Lesson at the Ice Cream Shop
At an ice cream shop that promises pleasure I ordered my necessary flavor of the day- chocolate. The flavor of decadence, comfort, familiarity and uncomplicated enjoyment.
I’d noticed the server struggle to scoop the overly hard, fresh out of the deep freeze flavor to the man in front of me. She persevered and served him his chocolate cone. As mentioned, I ordered mine and watched the struggle to scoop again and had no reason to believe her struggle would effect me in any way. She was doing her job, her prescribed role and I basically participated in the demand. Half way thru her wrestling with what was to be my scoop, she paused, removed the flavor identification card from the display and returned to her task. I received my little pleasure and started to walk away. Then...
The man behind me ordered chocolate as well. The deliverer of goodness simply replied “it is not available at this time”. I walked away and did not hear the customers response.
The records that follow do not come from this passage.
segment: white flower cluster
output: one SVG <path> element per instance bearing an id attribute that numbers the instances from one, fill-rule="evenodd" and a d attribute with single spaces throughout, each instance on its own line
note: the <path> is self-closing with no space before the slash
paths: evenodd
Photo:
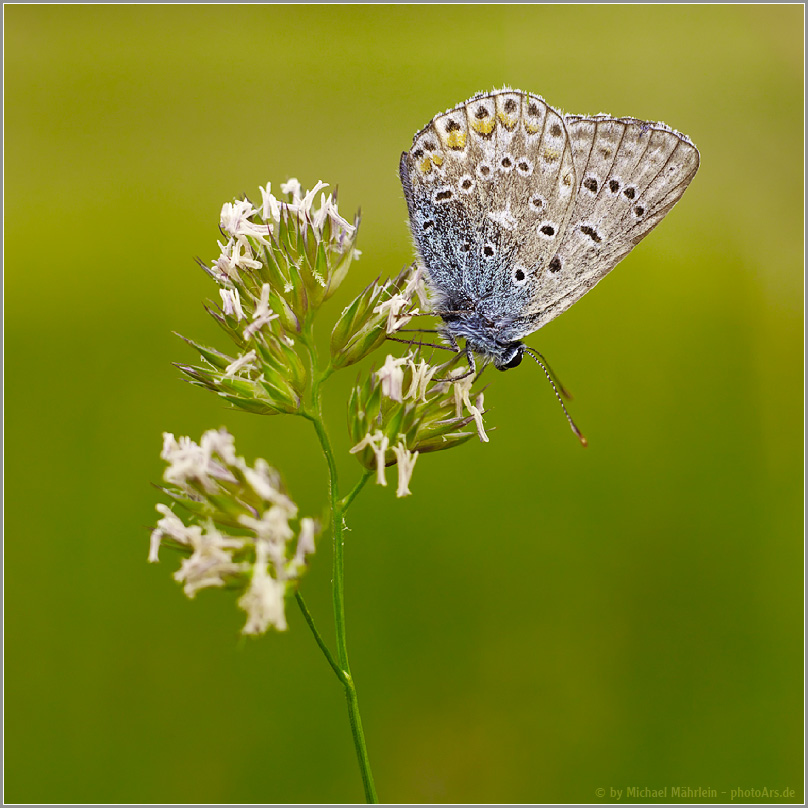
<path id="1" fill-rule="evenodd" d="M 320 206 L 315 207 L 317 193 L 327 188 L 328 184 L 318 181 L 305 195 L 300 183 L 292 178 L 281 184 L 281 192 L 289 194 L 289 202 L 277 199 L 272 194 L 272 183 L 261 188 L 261 206 L 253 207 L 247 199 L 225 202 L 219 218 L 222 231 L 229 238 L 227 243 L 218 242 L 220 254 L 214 261 L 214 269 L 223 279 L 232 278 L 239 269 L 260 269 L 261 262 L 256 260 L 256 247 L 268 246 L 270 235 L 281 221 L 285 209 L 298 217 L 301 223 L 309 222 L 316 233 L 322 237 L 326 221 L 331 223 L 330 246 L 337 253 L 352 249 L 352 237 L 356 227 L 340 216 L 337 201 L 333 194 L 320 194 Z M 260 218 L 263 222 L 255 222 Z M 252 242 L 250 241 L 252 239 Z M 359 257 L 359 250 L 353 251 L 353 257 Z"/>
<path id="2" fill-rule="evenodd" d="M 168 506 L 157 505 L 162 518 L 151 534 L 149 561 L 158 561 L 166 541 L 190 550 L 174 578 L 191 598 L 200 589 L 248 579 L 239 600 L 247 613 L 243 632 L 262 634 L 270 626 L 285 630 L 285 597 L 314 552 L 316 522 L 298 520 L 297 505 L 283 492 L 278 472 L 261 459 L 248 466 L 236 456 L 233 436 L 224 429 L 206 432 L 199 444 L 165 433 L 160 456 L 168 463 L 163 478 L 173 487 L 169 493 L 198 515 L 192 517 L 197 523 L 186 525 Z M 226 513 L 218 511 L 224 497 Z M 240 512 L 233 512 L 234 505 Z M 233 521 L 240 535 L 217 527 Z"/>
<path id="3" fill-rule="evenodd" d="M 407 394 L 403 395 L 404 370 L 403 366 L 408 365 L 412 371 L 412 381 L 410 382 Z M 377 376 L 382 385 L 382 393 L 393 401 L 403 402 L 407 399 L 426 401 L 426 389 L 432 381 L 437 368 L 422 359 L 417 365 L 412 361 L 411 356 L 404 356 L 396 359 L 387 355 L 384 364 L 379 368 Z M 452 385 L 455 397 L 456 415 L 459 418 L 463 414 L 463 407 L 473 416 L 477 425 L 477 434 L 484 443 L 488 442 L 488 435 L 485 434 L 483 425 L 483 393 L 479 393 L 474 404 L 471 403 L 469 393 L 474 384 L 474 376 L 463 374 L 464 378 L 455 382 L 447 382 Z M 353 451 L 353 450 L 351 450 Z"/>
<path id="4" fill-rule="evenodd" d="M 405 366 L 409 368 L 411 375 L 411 381 L 406 393 L 404 392 Z M 382 395 L 386 396 L 391 401 L 404 403 L 410 400 L 413 402 L 426 403 L 427 387 L 432 382 L 432 378 L 437 370 L 437 367 L 428 365 L 423 359 L 416 365 L 411 355 L 396 358 L 388 354 L 384 364 L 377 371 L 376 376 L 382 387 Z M 475 403 L 471 403 L 469 394 L 473 383 L 474 377 L 471 375 L 454 382 L 446 380 L 443 382 L 445 385 L 444 392 L 449 385 L 452 386 L 457 417 L 460 418 L 463 415 L 463 407 L 465 407 L 469 415 L 474 418 L 480 440 L 487 442 L 488 435 L 485 434 L 485 427 L 483 425 L 483 394 L 480 393 Z M 398 466 L 398 488 L 396 490 L 396 496 L 404 497 L 412 493 L 409 485 L 413 469 L 415 468 L 415 461 L 418 459 L 418 452 L 410 451 L 407 448 L 403 435 L 398 435 L 397 442 L 391 445 L 390 438 L 385 435 L 381 429 L 375 429 L 372 432 L 368 432 L 359 443 L 350 449 L 350 452 L 351 454 L 356 454 L 366 448 L 370 448 L 376 456 L 376 482 L 379 485 L 387 485 L 385 464 L 386 453 L 390 450 L 395 455 L 396 465 Z"/>

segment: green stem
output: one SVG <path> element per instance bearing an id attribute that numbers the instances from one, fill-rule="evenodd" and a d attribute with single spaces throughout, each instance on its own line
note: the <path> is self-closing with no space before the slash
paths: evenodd
<path id="1" fill-rule="evenodd" d="M 359 482 L 339 501 L 343 513 L 351 507 L 351 503 L 356 499 L 357 494 L 365 487 L 365 483 L 372 476 L 373 472 L 370 469 L 365 469 L 365 473 L 359 478 Z"/>
<path id="2" fill-rule="evenodd" d="M 323 640 L 323 638 L 320 636 L 320 632 L 317 631 L 317 626 L 314 625 L 314 618 L 311 616 L 309 607 L 306 606 L 306 601 L 303 600 L 303 595 L 301 595 L 300 592 L 296 592 L 295 600 L 297 601 L 297 605 L 300 607 L 300 611 L 303 612 L 303 617 L 309 624 L 309 628 L 311 629 L 311 633 L 314 635 L 314 639 L 317 641 L 317 645 L 320 646 L 320 650 L 323 652 L 323 655 L 328 660 L 328 664 L 334 669 L 334 673 L 337 674 L 337 679 L 339 679 L 340 682 L 345 684 L 345 676 L 343 674 L 342 668 L 340 668 L 340 666 L 337 665 L 337 661 L 331 655 L 331 651 L 328 650 L 328 646 L 325 644 L 325 640 Z"/>
<path id="3" fill-rule="evenodd" d="M 319 390 L 317 390 L 317 403 L 319 404 Z M 342 676 L 339 677 L 345 687 L 345 699 L 348 703 L 348 720 L 351 724 L 351 734 L 353 735 L 356 757 L 359 761 L 359 769 L 362 773 L 362 784 L 365 787 L 365 801 L 377 803 L 376 786 L 373 783 L 373 772 L 370 768 L 370 758 L 368 757 L 367 745 L 365 743 L 365 733 L 362 729 L 362 717 L 359 714 L 359 698 L 356 693 L 356 685 L 351 676 L 351 666 L 348 662 L 348 640 L 345 633 L 345 556 L 342 531 L 345 527 L 346 506 L 339 498 L 339 488 L 337 479 L 337 463 L 334 451 L 331 448 L 331 441 L 328 437 L 322 415 L 318 412 L 310 416 L 314 424 L 314 430 L 320 439 L 326 460 L 328 461 L 329 483 L 331 493 L 331 519 L 334 541 L 334 568 L 333 568 L 333 601 L 334 601 L 334 627 L 337 635 L 337 659 L 341 668 Z M 362 485 L 369 475 L 363 475 L 362 480 L 353 491 L 346 497 L 347 504 L 359 493 Z"/>
<path id="4" fill-rule="evenodd" d="M 304 335 L 301 335 L 304 336 Z M 356 749 L 356 757 L 359 762 L 359 770 L 362 774 L 362 784 L 365 788 L 365 801 L 369 803 L 377 803 L 379 798 L 376 796 L 376 786 L 373 783 L 373 772 L 370 769 L 370 758 L 368 757 L 367 744 L 365 743 L 365 733 L 362 729 L 362 717 L 359 714 L 359 699 L 356 693 L 356 685 L 354 684 L 353 677 L 351 676 L 351 666 L 348 663 L 348 640 L 345 633 L 345 558 L 342 532 L 345 527 L 345 512 L 348 506 L 354 500 L 356 495 L 362 490 L 362 486 L 367 482 L 370 472 L 365 473 L 362 479 L 357 483 L 351 492 L 344 498 L 340 499 L 339 496 L 339 481 L 337 477 L 337 462 L 334 457 L 334 450 L 331 447 L 331 440 L 328 437 L 328 432 L 323 422 L 323 407 L 322 397 L 320 395 L 320 385 L 330 375 L 331 368 L 325 371 L 324 374 L 318 374 L 317 366 L 317 349 L 314 345 L 314 340 L 307 332 L 304 337 L 304 343 L 309 351 L 311 359 L 311 373 L 312 373 L 312 391 L 311 401 L 303 414 L 314 425 L 314 431 L 320 440 L 323 454 L 325 454 L 326 461 L 328 462 L 328 481 L 329 481 L 329 499 L 331 501 L 331 529 L 334 542 L 334 566 L 332 576 L 332 594 L 334 603 L 334 627 L 337 637 L 337 659 L 339 662 L 334 661 L 334 657 L 328 650 L 323 638 L 317 631 L 314 621 L 306 608 L 306 604 L 300 595 L 297 596 L 298 605 L 300 606 L 309 628 L 314 634 L 314 639 L 320 646 L 320 650 L 328 660 L 328 664 L 336 673 L 337 678 L 345 688 L 345 700 L 348 703 L 348 720 L 351 724 L 351 734 L 353 736 L 354 748 Z"/>

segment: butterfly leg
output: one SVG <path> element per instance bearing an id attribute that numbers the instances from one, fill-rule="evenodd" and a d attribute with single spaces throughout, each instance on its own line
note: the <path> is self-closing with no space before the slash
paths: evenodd
<path id="1" fill-rule="evenodd" d="M 476 376 L 477 375 L 477 363 L 474 361 L 474 354 L 471 352 L 471 348 L 466 345 L 466 359 L 469 363 L 469 372 L 465 375 L 467 376 Z"/>
<path id="2" fill-rule="evenodd" d="M 397 339 L 396 337 L 388 337 L 387 339 L 389 342 L 403 342 L 405 345 L 409 345 L 410 347 L 416 344 L 414 337 L 412 339 Z M 457 353 L 454 348 L 448 348 L 446 345 L 436 345 L 434 342 L 422 342 L 421 340 L 418 340 L 417 344 L 419 347 L 423 345 L 425 348 L 440 348 L 443 351 L 452 351 L 453 353 Z"/>
<path id="3" fill-rule="evenodd" d="M 460 353 L 460 346 L 452 339 L 454 342 L 455 348 L 457 353 Z M 466 346 L 464 353 L 466 354 L 466 359 L 469 363 L 469 369 L 465 373 L 461 373 L 459 376 L 450 376 L 447 379 L 433 379 L 435 382 L 459 382 L 462 379 L 467 379 L 469 376 L 474 376 L 477 373 L 477 363 L 474 361 L 474 354 L 471 352 L 471 348 Z"/>

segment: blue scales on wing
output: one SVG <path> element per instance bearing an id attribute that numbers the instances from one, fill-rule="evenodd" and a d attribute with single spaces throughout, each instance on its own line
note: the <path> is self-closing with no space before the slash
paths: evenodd
<path id="1" fill-rule="evenodd" d="M 401 179 L 438 310 L 473 310 L 512 339 L 575 201 L 562 116 L 528 93 L 480 94 L 415 136 Z"/>

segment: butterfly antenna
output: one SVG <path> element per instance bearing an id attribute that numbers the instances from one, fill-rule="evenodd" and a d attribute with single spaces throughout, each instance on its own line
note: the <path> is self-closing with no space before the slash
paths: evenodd
<path id="1" fill-rule="evenodd" d="M 561 379 L 558 378 L 558 374 L 550 367 L 550 363 L 544 358 L 544 355 L 540 354 L 535 348 L 528 349 L 527 346 L 525 346 L 525 349 L 529 350 L 530 353 L 534 354 L 534 359 L 536 356 L 538 356 L 539 359 L 541 359 L 541 361 L 544 363 L 544 367 L 547 368 L 547 371 L 553 377 L 553 381 L 558 386 L 558 392 L 561 393 L 561 395 L 564 396 L 564 398 L 566 398 L 567 401 L 572 401 L 572 393 L 570 393 L 570 391 L 567 390 L 566 387 L 564 387 L 563 382 L 561 381 Z"/>
<path id="2" fill-rule="evenodd" d="M 547 363 L 544 361 L 544 357 L 538 352 L 534 351 L 531 348 L 528 348 L 527 345 L 525 346 L 525 353 L 531 356 L 536 364 L 544 371 L 544 375 L 547 377 L 547 381 L 550 382 L 550 387 L 553 388 L 553 392 L 555 393 L 555 397 L 558 399 L 558 403 L 561 405 L 561 409 L 564 410 L 564 415 L 567 416 L 567 421 L 569 421 L 570 428 L 575 433 L 576 437 L 579 441 L 581 441 L 581 446 L 588 446 L 589 443 L 587 439 L 581 433 L 581 430 L 575 425 L 575 421 L 572 420 L 572 416 L 567 411 L 566 406 L 564 406 L 564 399 L 561 398 L 561 393 L 558 392 L 558 387 L 556 387 L 556 383 L 553 380 L 553 374 L 547 366 Z M 563 385 L 559 382 L 559 386 L 563 389 Z"/>

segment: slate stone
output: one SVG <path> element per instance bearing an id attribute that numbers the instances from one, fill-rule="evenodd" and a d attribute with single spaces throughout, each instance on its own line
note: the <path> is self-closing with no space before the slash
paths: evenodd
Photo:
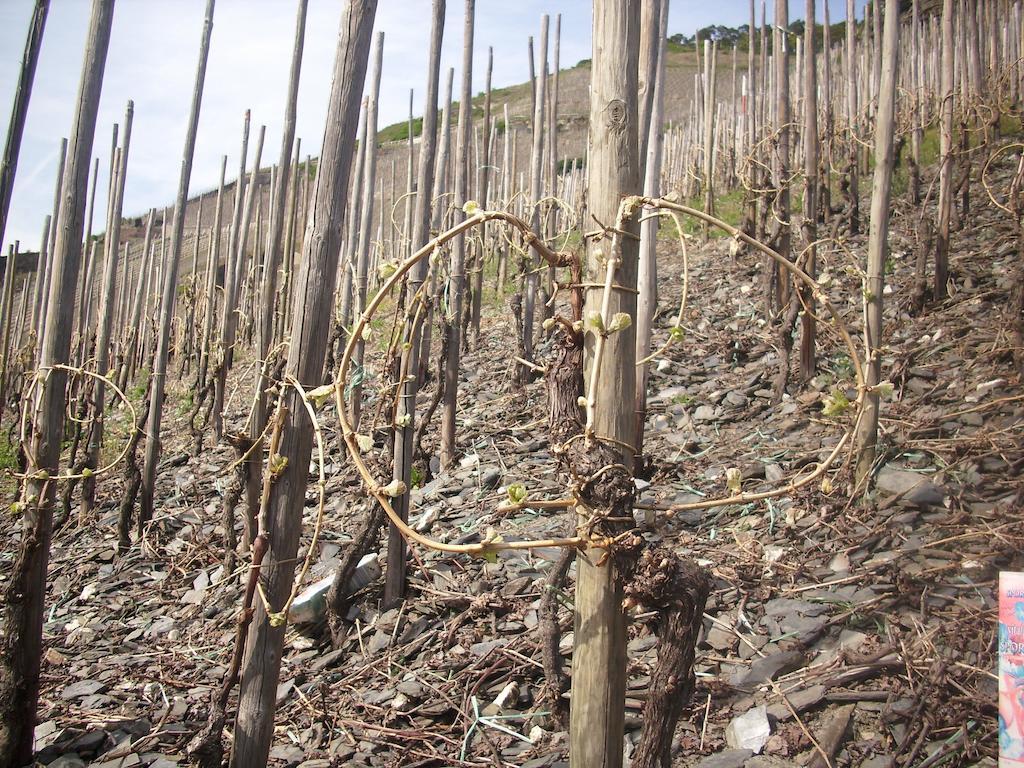
<path id="1" fill-rule="evenodd" d="M 885 496 L 899 496 L 921 506 L 939 506 L 945 498 L 943 490 L 924 475 L 906 469 L 886 466 L 875 478 L 875 488 Z"/>
<path id="2" fill-rule="evenodd" d="M 61 691 L 60 697 L 65 700 L 78 699 L 105 691 L 107 687 L 106 683 L 101 683 L 99 680 L 79 680 Z"/>
<path id="3" fill-rule="evenodd" d="M 743 764 L 753 756 L 749 749 L 727 749 L 708 755 L 697 763 L 697 768 L 743 768 Z"/>
<path id="4" fill-rule="evenodd" d="M 798 669 L 803 663 L 804 655 L 800 651 L 780 651 L 758 659 L 750 665 L 750 669 L 730 682 L 735 688 L 751 691 L 763 682 Z"/>

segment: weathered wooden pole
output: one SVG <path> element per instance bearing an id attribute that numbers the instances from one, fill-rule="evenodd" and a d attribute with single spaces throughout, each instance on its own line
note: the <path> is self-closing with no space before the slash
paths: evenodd
<path id="1" fill-rule="evenodd" d="M 935 236 L 935 301 L 946 298 L 949 231 L 953 217 L 953 0 L 942 2 L 942 61 L 939 104 L 939 226 Z"/>
<path id="2" fill-rule="evenodd" d="M 835 139 L 835 107 L 832 104 L 832 19 L 829 11 L 831 0 L 824 0 L 824 24 L 822 25 L 821 60 L 821 101 L 825 118 L 825 138 L 822 141 L 824 156 L 832 157 L 832 142 Z M 821 211 L 820 221 L 828 224 L 832 216 L 832 163 L 831 160 L 819 164 L 820 180 L 818 182 L 818 210 Z"/>
<path id="3" fill-rule="evenodd" d="M 715 212 L 715 93 L 717 91 L 715 44 L 711 40 L 704 41 L 704 213 L 714 215 Z M 788 84 L 786 86 L 788 88 Z M 708 224 L 702 226 L 704 241 L 708 239 Z"/>
<path id="4" fill-rule="evenodd" d="M 92 181 L 89 185 L 89 210 L 85 215 L 85 278 L 82 281 L 82 292 L 78 300 L 78 315 L 75 320 L 75 327 L 78 329 L 78 363 L 85 361 L 89 350 L 89 340 L 92 333 L 89 329 L 89 318 L 92 313 L 92 286 L 96 272 L 96 249 L 92 247 L 92 221 L 93 210 L 96 204 L 96 187 L 99 182 L 100 159 L 93 160 Z"/>
<path id="5" fill-rule="evenodd" d="M 533 150 L 530 155 L 530 230 L 535 237 L 544 237 L 541 229 L 541 194 L 543 192 L 543 152 L 544 152 L 544 95 L 546 93 L 548 72 L 548 15 L 545 13 L 540 22 L 540 74 L 536 78 L 537 89 L 533 101 Z M 529 251 L 526 261 L 523 291 L 523 359 L 533 360 L 533 317 L 537 301 L 537 271 L 533 269 L 533 251 Z M 522 363 L 516 365 L 515 380 L 525 384 L 532 376 L 532 369 Z"/>
<path id="6" fill-rule="evenodd" d="M 380 99 L 380 76 L 384 65 L 384 33 L 377 33 L 377 44 L 373 52 L 373 76 L 370 79 L 370 97 L 366 102 L 366 144 L 359 149 L 363 152 L 363 201 L 359 219 L 359 245 L 354 254 L 356 268 L 355 308 L 357 313 L 366 309 L 367 280 L 370 265 L 370 240 L 373 227 L 374 187 L 377 179 L 377 102 Z M 357 368 L 363 366 L 366 354 L 366 341 L 356 340 L 356 351 L 353 364 Z M 359 429 L 359 417 L 362 412 L 363 388 L 352 387 L 352 428 Z"/>
<path id="7" fill-rule="evenodd" d="M 46 285 L 46 272 L 50 269 L 50 228 L 56 226 L 53 223 L 53 215 L 46 214 L 43 219 L 43 233 L 39 236 L 39 256 L 36 258 L 36 284 L 32 291 L 32 323 L 29 326 L 31 333 L 35 334 L 36 350 L 41 343 L 39 333 L 42 322 L 43 311 L 43 286 Z"/>
<path id="8" fill-rule="evenodd" d="M 36 0 L 32 18 L 28 23 L 25 52 L 21 56 L 18 84 L 14 90 L 14 105 L 11 107 L 11 121 L 7 126 L 7 140 L 4 142 L 4 156 L 0 160 L 0 243 L 7 231 L 7 213 L 11 208 L 11 192 L 14 177 L 18 172 L 18 155 L 21 153 L 21 137 L 25 132 L 25 118 L 28 116 L 28 102 L 32 97 L 32 83 L 39 61 L 39 48 L 46 28 L 46 14 L 50 0 Z"/>
<path id="9" fill-rule="evenodd" d="M 789 3 L 775 0 L 774 43 L 772 59 L 775 63 L 775 125 L 779 139 L 775 145 L 775 215 L 778 218 L 778 238 L 775 250 L 783 258 L 790 258 L 792 232 L 789 210 L 789 151 L 790 151 L 790 104 L 789 104 Z M 789 273 L 775 268 L 776 306 L 782 309 L 789 300 Z"/>
<path id="10" fill-rule="evenodd" d="M 483 114 L 483 158 L 477 169 L 478 203 L 487 208 L 487 198 L 491 189 L 491 74 L 494 69 L 494 48 L 487 49 L 487 76 L 484 80 L 484 114 Z M 484 292 L 484 248 L 477 248 L 473 259 L 473 294 L 471 305 L 471 323 L 473 347 L 480 341 L 480 312 L 483 306 Z"/>
<path id="11" fill-rule="evenodd" d="M 217 322 L 217 267 L 220 264 L 221 215 L 224 203 L 224 176 L 227 172 L 228 156 L 220 161 L 220 181 L 217 184 L 217 203 L 213 210 L 213 232 L 210 237 L 210 251 L 206 264 L 206 312 L 203 317 L 203 338 L 199 355 L 198 387 L 206 386 L 210 368 L 210 344 L 213 341 L 213 326 Z"/>
<path id="12" fill-rule="evenodd" d="M 430 195 L 434 184 L 434 156 L 437 148 L 437 91 L 441 73 L 441 42 L 444 38 L 445 0 L 433 0 L 430 27 L 430 55 L 427 60 L 427 97 L 423 104 L 423 129 L 420 132 L 418 190 L 413 211 L 412 250 L 418 251 L 430 238 Z M 404 339 L 408 342 L 400 370 L 402 395 L 395 413 L 395 462 L 393 478 L 412 488 L 413 436 L 416 433 L 416 393 L 419 391 L 417 371 L 420 365 L 420 335 L 426 303 L 420 296 L 427 276 L 428 264 L 421 260 L 409 273 L 409 320 Z M 417 320 L 417 313 L 419 319 Z M 403 520 L 409 519 L 409 494 L 395 498 L 395 511 Z M 405 539 L 394 525 L 388 527 L 388 560 L 384 581 L 384 605 L 391 606 L 405 594 Z"/>
<path id="13" fill-rule="evenodd" d="M 171 251 L 164 267 L 163 303 L 160 307 L 160 329 L 157 333 L 156 354 L 153 359 L 152 385 L 149 398 L 149 420 L 146 422 L 146 459 L 142 468 L 139 530 L 153 517 L 153 496 L 156 491 L 156 467 L 160 460 L 160 422 L 164 413 L 164 387 L 167 377 L 167 358 L 170 351 L 171 320 L 174 318 L 174 299 L 178 289 L 178 265 L 181 263 L 181 238 L 185 228 L 185 206 L 188 203 L 188 184 L 192 177 L 192 157 L 196 149 L 196 131 L 199 128 L 199 108 L 203 102 L 203 83 L 206 80 L 206 60 L 210 54 L 210 34 L 213 32 L 215 0 L 207 0 L 203 31 L 199 42 L 199 63 L 196 67 L 192 106 L 189 109 L 188 131 L 178 179 L 178 197 L 174 203 L 171 225 Z"/>
<path id="14" fill-rule="evenodd" d="M 509 123 L 508 102 L 503 104 L 501 109 L 505 125 L 505 135 L 502 137 L 501 201 L 504 205 L 508 205 L 513 174 L 512 152 L 515 147 L 515 142 L 513 141 L 515 130 Z M 499 294 L 505 290 L 505 277 L 508 272 L 508 252 L 509 246 L 502 243 L 498 251 L 498 269 L 494 281 L 494 289 Z"/>
<path id="15" fill-rule="evenodd" d="M 828 0 L 825 0 L 828 2 Z M 757 91 L 754 84 L 754 56 L 756 50 L 754 27 L 754 0 L 750 0 L 750 20 L 747 26 L 747 85 L 743 94 L 743 127 L 746 133 L 746 157 L 743 163 L 743 174 L 746 178 L 747 189 L 744 192 L 746 201 L 746 213 L 743 217 L 743 231 L 751 237 L 756 236 L 757 226 L 757 193 L 754 189 L 760 185 L 757 183 L 759 177 L 757 157 L 760 154 L 755 145 L 757 144 Z"/>
<path id="16" fill-rule="evenodd" d="M 640 189 L 637 157 L 637 66 L 639 59 L 639 2 L 595 0 L 593 62 L 590 79 L 590 154 L 587 210 L 606 226 L 616 226 L 623 196 Z M 631 216 L 618 226 L 630 234 L 587 242 L 588 279 L 600 288 L 586 289 L 584 315 L 598 312 L 607 322 L 616 313 L 636 314 L 637 225 Z M 606 270 L 611 271 L 606 278 Z M 613 270 L 613 271 L 612 271 Z M 605 296 L 603 283 L 613 288 Z M 590 382 L 598 342 L 587 334 L 585 380 L 591 450 L 607 449 L 612 462 L 629 467 L 616 470 L 608 486 L 632 485 L 632 448 L 636 437 L 634 402 L 635 325 L 609 334 L 603 343 L 603 362 Z M 596 388 L 596 389 L 595 389 Z M 591 409 L 588 409 L 591 410 Z M 616 441 L 614 448 L 604 438 Z M 585 449 L 586 450 L 586 449 Z M 601 462 L 602 464 L 604 462 Z M 595 471 L 597 467 L 595 466 Z M 606 482 L 602 478 L 602 484 Z M 627 506 L 631 507 L 628 501 Z M 597 510 L 595 510 L 597 511 Z M 580 510 L 581 524 L 583 510 Z M 602 509 L 600 514 L 631 515 L 629 508 Z M 572 656 L 569 761 L 573 768 L 620 768 L 625 719 L 626 637 L 622 611 L 622 574 L 617 556 L 588 547 L 576 559 L 575 647 Z"/>
<path id="17" fill-rule="evenodd" d="M 57 180 L 53 186 L 53 214 L 50 218 L 50 239 L 47 243 L 47 253 L 49 254 L 49 262 L 46 266 L 46 272 L 43 274 L 43 285 L 42 285 L 42 304 L 39 306 L 39 322 L 36 326 L 39 333 L 39 346 L 38 350 L 41 351 L 43 343 L 45 342 L 44 330 L 46 328 L 46 310 L 49 306 L 50 301 L 50 282 L 53 276 L 53 254 L 57 243 L 57 229 L 61 226 L 60 221 L 60 207 L 61 207 L 61 191 L 64 188 L 64 172 L 66 170 L 65 164 L 67 163 L 68 156 L 68 140 L 60 140 L 60 160 L 57 163 Z M 38 359 L 38 351 L 36 355 Z"/>
<path id="18" fill-rule="evenodd" d="M 288 196 L 288 178 L 291 170 L 292 144 L 295 141 L 295 114 L 299 99 L 299 75 L 302 71 L 302 49 L 306 38 L 306 7 L 307 0 L 298 0 L 295 16 L 295 40 L 292 45 L 291 69 L 288 76 L 288 93 L 285 96 L 284 129 L 281 133 L 281 153 L 274 178 L 273 199 L 270 206 L 270 225 L 267 231 L 266 269 L 263 274 L 262 292 L 257 327 L 256 355 L 264 361 L 257 369 L 256 396 L 253 402 L 252 418 L 249 419 L 249 439 L 253 444 L 261 442 L 267 424 L 267 388 L 271 385 L 269 361 L 271 342 L 273 340 L 274 298 L 277 295 L 278 270 L 281 267 L 281 249 L 284 245 L 284 215 Z M 263 451 L 259 448 L 250 455 L 250 469 L 247 478 L 246 502 L 249 519 L 255 519 L 259 513 L 262 483 L 260 468 L 263 466 Z"/>
<path id="19" fill-rule="evenodd" d="M 825 0 L 827 3 L 828 0 Z M 804 271 L 816 274 L 818 239 L 818 63 L 814 53 L 814 11 L 816 0 L 807 0 L 804 14 Z M 825 51 L 828 57 L 828 51 Z M 814 376 L 814 343 L 817 326 L 814 320 L 814 295 L 802 288 L 800 297 L 803 313 L 800 316 L 800 379 L 809 381 Z"/>
<path id="20" fill-rule="evenodd" d="M 921 141 L 924 138 L 924 51 L 921 48 L 921 10 L 919 0 L 910 6 L 910 201 L 921 202 Z"/>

Did he say “unfair”, did he feel he was the recipient of injustice? Did he share with his friends the inequity and the unarguable fact that his pleasure was compromised? I don’t know those answers but I do know that i learned something from the ice cream server. Sometimes, you have to deny others pleasure to take care of yourself and in doing this, there is a deeper more satisfying agreement to be allowed to be human. To share together in lifes complicated web of give and take, empathy and justice, understanding and limitation.
In my life I want the bigger pleasure. The pleasure of allowing myself and others to take care of themselves. To sometimes NOT have my scoop (so to speak) in the interest of alleviating the struggle for another. I want to support and be supported in the quest to acquire life’s perfect chocolate ice cream.